I love that the obsessive-masterwork-creators of dwarf fortress coded the the dwarves to occasionally fall into this same strange mood
in reply to Ben Millwood

I started using LogSeq, which is sufficiently good for my purposes that I stopped feeling as much of an urge to build my own. With help from @Jen Blight I did end up with a pretty cool CRDT implementation! I just didn't implement the actual app on top of it.
in reply to Ben Weinstein-Raun

Oh my, that dwarf mood is the same thing that exists in the webfic Worth The Candle. A blind focus descends on someone randomly ('forge frenzy') and they create a unique magical item, to the exclusion of food and sleep. In WtC, such magical items are called entads, referring to magical artefacts that are created in this way.

So either Alexander Wales (author) played Dwarf Fortress, or it's a wider trope that both are drawing from.

OK I did a google and I found the author saying in an AMA that he wasn't inspired by Dwarf Fortress:

I have never played Dwarf Fortress, so no. The closest inspiration I can think of is one of the Drizzt books, where Wulfgar gets the mythical warhammer Aegis-fang made for him by his adoptive dwarf father Bruenor Battlehammer. It's been probably twenty years since I read the book, but the chapter where it got forged really stuck with me. Forge frenzy is kind of that, amped up, with worse materials.
in reply to David Mears

Parts of the trope go back to Norse folklore, where dwarves are described as master craftsmen who focus so intensely when creating great works that nothing can disturb them. E.g. during the forging of Gullinbursti Loki transformed into a biting fly and repeatedly bit the hand of the crafting dwarf Brokkr, but he ignored it and the work came out perfectly.
in reply to Ben Weinstein-Raun

I tend to have "strange moods" that last about 6-8 weeks at work, roughly every 1.5 years.

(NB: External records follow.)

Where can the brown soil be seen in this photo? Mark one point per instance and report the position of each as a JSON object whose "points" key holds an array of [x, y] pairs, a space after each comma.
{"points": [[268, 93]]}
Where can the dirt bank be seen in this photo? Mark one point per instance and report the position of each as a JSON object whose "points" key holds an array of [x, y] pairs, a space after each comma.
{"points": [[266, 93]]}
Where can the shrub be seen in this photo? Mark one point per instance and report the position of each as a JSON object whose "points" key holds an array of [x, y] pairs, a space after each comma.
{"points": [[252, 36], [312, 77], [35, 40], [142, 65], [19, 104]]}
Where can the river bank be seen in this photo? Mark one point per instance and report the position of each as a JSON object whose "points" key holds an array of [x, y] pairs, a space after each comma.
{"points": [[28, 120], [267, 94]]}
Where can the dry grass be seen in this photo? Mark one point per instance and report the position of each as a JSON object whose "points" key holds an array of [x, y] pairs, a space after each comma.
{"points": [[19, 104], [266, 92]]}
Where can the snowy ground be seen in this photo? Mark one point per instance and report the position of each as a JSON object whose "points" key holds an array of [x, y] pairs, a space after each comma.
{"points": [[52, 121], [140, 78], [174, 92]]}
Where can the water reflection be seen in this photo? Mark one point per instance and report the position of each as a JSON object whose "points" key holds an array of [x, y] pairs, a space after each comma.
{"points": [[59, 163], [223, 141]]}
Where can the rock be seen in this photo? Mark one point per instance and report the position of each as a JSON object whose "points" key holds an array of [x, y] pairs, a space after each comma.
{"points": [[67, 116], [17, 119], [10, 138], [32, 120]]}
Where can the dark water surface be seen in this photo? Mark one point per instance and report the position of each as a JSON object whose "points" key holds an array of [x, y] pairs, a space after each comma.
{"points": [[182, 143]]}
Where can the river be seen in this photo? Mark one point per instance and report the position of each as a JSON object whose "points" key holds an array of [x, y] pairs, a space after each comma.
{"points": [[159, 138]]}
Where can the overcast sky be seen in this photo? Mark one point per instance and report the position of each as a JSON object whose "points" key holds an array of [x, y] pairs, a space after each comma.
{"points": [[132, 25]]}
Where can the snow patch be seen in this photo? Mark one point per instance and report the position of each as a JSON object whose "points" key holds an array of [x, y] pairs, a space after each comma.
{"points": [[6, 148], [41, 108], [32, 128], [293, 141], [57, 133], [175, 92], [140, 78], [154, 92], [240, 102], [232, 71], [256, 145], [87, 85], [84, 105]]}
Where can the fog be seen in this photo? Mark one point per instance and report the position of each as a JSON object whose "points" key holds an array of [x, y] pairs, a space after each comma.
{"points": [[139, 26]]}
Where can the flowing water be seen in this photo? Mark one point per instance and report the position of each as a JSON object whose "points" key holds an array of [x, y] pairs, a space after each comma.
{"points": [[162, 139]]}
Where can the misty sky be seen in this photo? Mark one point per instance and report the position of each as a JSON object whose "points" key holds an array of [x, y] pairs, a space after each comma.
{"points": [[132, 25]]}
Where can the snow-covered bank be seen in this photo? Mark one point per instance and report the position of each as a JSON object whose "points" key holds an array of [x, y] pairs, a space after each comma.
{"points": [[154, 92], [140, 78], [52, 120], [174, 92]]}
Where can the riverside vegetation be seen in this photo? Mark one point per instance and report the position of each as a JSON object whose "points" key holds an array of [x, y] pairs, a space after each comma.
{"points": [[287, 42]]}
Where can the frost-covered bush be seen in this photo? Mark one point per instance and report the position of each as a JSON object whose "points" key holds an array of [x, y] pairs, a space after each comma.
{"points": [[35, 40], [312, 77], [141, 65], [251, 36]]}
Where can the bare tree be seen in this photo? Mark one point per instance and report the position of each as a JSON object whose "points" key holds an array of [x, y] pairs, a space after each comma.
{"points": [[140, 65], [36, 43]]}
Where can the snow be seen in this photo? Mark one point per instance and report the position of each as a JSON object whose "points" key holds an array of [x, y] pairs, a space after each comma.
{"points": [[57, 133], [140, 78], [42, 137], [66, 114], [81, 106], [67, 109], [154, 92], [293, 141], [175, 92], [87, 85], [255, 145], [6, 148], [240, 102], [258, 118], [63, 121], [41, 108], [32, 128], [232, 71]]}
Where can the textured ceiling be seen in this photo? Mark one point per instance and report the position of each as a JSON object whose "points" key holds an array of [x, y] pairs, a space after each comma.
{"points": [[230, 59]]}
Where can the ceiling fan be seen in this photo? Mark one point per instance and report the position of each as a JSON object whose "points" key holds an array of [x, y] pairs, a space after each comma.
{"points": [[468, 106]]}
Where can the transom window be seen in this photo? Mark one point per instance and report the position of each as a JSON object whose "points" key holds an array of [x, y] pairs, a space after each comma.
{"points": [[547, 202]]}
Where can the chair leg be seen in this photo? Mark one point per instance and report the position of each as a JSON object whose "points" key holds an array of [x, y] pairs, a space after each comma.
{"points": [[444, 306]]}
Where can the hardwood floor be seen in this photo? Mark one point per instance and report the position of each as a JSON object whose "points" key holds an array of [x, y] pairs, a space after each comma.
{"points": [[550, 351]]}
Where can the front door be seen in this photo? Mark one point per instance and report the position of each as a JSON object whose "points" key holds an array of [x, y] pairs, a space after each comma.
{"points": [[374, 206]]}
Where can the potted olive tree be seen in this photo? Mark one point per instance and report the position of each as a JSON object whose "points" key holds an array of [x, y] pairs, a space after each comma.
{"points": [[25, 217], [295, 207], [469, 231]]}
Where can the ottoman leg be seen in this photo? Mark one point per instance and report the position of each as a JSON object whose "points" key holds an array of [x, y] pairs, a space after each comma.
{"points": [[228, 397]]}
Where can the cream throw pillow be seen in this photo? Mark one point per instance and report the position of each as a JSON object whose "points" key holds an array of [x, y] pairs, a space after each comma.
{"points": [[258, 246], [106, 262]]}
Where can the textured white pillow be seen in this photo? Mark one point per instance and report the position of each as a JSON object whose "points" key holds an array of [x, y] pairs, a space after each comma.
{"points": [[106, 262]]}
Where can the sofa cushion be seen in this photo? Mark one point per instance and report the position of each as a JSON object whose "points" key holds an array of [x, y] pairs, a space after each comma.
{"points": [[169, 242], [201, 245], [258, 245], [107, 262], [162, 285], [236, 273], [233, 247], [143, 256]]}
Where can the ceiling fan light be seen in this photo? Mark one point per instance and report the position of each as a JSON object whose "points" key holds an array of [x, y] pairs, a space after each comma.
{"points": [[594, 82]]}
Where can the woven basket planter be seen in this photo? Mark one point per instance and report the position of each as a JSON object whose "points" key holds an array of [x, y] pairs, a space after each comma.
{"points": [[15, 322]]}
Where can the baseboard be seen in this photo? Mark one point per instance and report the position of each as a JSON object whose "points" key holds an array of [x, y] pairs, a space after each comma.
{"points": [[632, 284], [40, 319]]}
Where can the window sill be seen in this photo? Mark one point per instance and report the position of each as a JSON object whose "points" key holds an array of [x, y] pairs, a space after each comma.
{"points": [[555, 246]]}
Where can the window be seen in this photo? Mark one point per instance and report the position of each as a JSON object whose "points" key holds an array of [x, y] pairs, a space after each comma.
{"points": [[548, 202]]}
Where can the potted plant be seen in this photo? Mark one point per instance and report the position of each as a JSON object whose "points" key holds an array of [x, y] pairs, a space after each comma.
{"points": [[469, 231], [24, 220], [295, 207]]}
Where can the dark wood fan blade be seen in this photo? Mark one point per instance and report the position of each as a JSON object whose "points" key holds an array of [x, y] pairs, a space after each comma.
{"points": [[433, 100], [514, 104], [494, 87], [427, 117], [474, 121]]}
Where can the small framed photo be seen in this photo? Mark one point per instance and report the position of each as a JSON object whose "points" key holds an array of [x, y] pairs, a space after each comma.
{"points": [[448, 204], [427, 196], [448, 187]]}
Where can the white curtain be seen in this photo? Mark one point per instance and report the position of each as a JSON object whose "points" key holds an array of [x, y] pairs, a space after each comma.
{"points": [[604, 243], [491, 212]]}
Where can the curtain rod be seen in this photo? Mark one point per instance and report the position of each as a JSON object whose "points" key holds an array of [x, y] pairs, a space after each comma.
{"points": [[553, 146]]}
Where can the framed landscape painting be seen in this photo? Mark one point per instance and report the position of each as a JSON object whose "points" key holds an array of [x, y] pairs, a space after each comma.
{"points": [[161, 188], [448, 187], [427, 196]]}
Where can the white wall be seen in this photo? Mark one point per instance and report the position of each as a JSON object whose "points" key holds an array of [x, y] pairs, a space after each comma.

Over the last 7 years at my current job, only two of these have produced anything useful, but they've probably been about as valuable as everything else I've done combined. One weird pattern is that the valuable ones made the least sense up front – like "rewrite key data pipelines in a language none of us have heard of" or "move a bunch of stuff from one piece of infrastructure to a seemingly identical piece of infrastructure." The ones that seemed to make sense up front, on the other hand, never amounted to anything. It's gotten to the point where my cofounders actively encourage me to work on things that don't make sense!